Cor leaned into the corridor. Instantly, a flash of ruby light dazzled her eyes. She blinked hard. Another flash bounced off the tunnel walls, and another.
"Gods in Earth and Hell," she whispered. "What's doing that?"
"I haven't had the guts to go look," said Lu. "I've got a feeling those cables we found got switched on, too."
Jay slammed both fists against an empty table. "We don't have time for this!"
Startled, Lu jerked his head up. "What's with him?"
"First City broke the diplomatic truce," said Cor. "The war's going on in Narroways' streets now." She gazed around at the arias in their control boards and the creeping things in their transluscent tanks and the shifting, meaningless shadows on the walls.
Lu'd spent days, weeks, recording and cataloging every feature of Chamber One. They'd all spent months entertaining themselves with speculation about what it all meant, and not once did they even come close to understanding it. Then, a superstitious, enslaved woman touched a stone and this room of shadows and riddles lit up like morning itself.

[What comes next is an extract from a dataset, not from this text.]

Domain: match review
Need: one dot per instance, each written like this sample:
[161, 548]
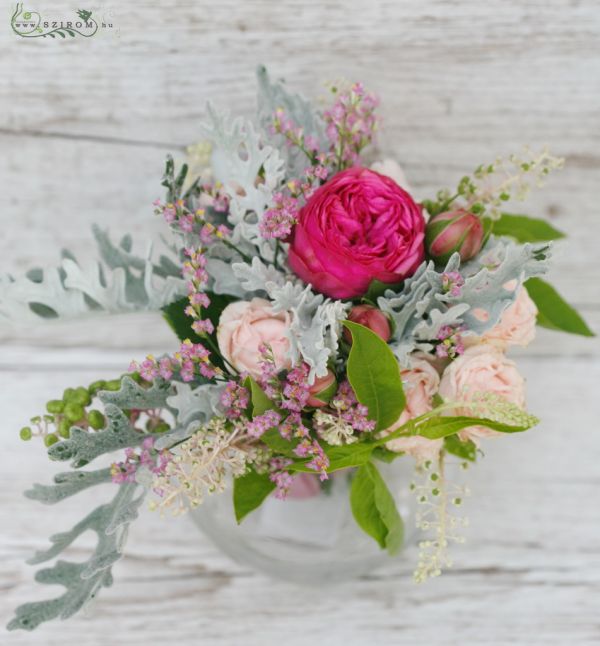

"Hey, Diajo-Cor." Lu made her name into the Averand diminutive. "Are you all right?" He wrapped a skinny, cord-muscled arm around her shoulders and she thought she felt him relax for simply having someone he could touch without panicking them.
She squeezed his hand. "Yeah. Yeah."
She walked out from under Lu's arm and stood over Trail and Cups. Trail's sobbing had quieted to a hoarse, intermittent noise.
"Notouch," said Cor. "Get up that ladder into the white room. You can sleep by the fire until she's well enough to talk. Get out of here."
"As you command, this despised one shall do," said Cups and there was no mistaking the relief in her voice. Trail moved, jerkily, reflexively, but at least she moved. A lifetime of following whatever orders she was given got her to her feet so she could walk out into the dark tunnel behind her cousin.
Lu watched them leave. "I don't know for sure what happened to her, but she didn't like it and I don't think she's going to do it again."
"She's going to have to," said Jay.
Cor felt a cold flare of anger go through her. She remembered the sound of gunfire and the sight of blood. "I don't care who you think you are, Jay, but you can't make this decision without orders from May 16."
Jay stabbed a finger down the tunnel. "If King Silver can't hold Narroways, we're going to lose any chance of creating a coherent power base before the Vitae arrive. The only other thing we can do is get control of this place." He leaned forward and Cor saw his jaw shake. "If we don't, we're lost. Everything is lost!"
The force of his blunt statement took Cor back. "We have to get the go-ahead. We don't know what we're dealing with—"
"We're dealing with the Vitae." Jay cut her off. "Listen to me, Cor. Listen hard. Do you know what they're going to do? They're going to come in here, round everybody up, sort out the useful ones, and pen them up. While they're doing that, they'll be analyzing everything they can get their hands on down here. When they're done with that they'll put the two together and see what happens. They'll measure and they'll record and they'll study until they understand it all. Then, while the Unifiers are flailing around out there trying to make political hay in this particular patch of sunshine, they will bring what they've learned out into the Quarter Galaxy and do whatever they please!"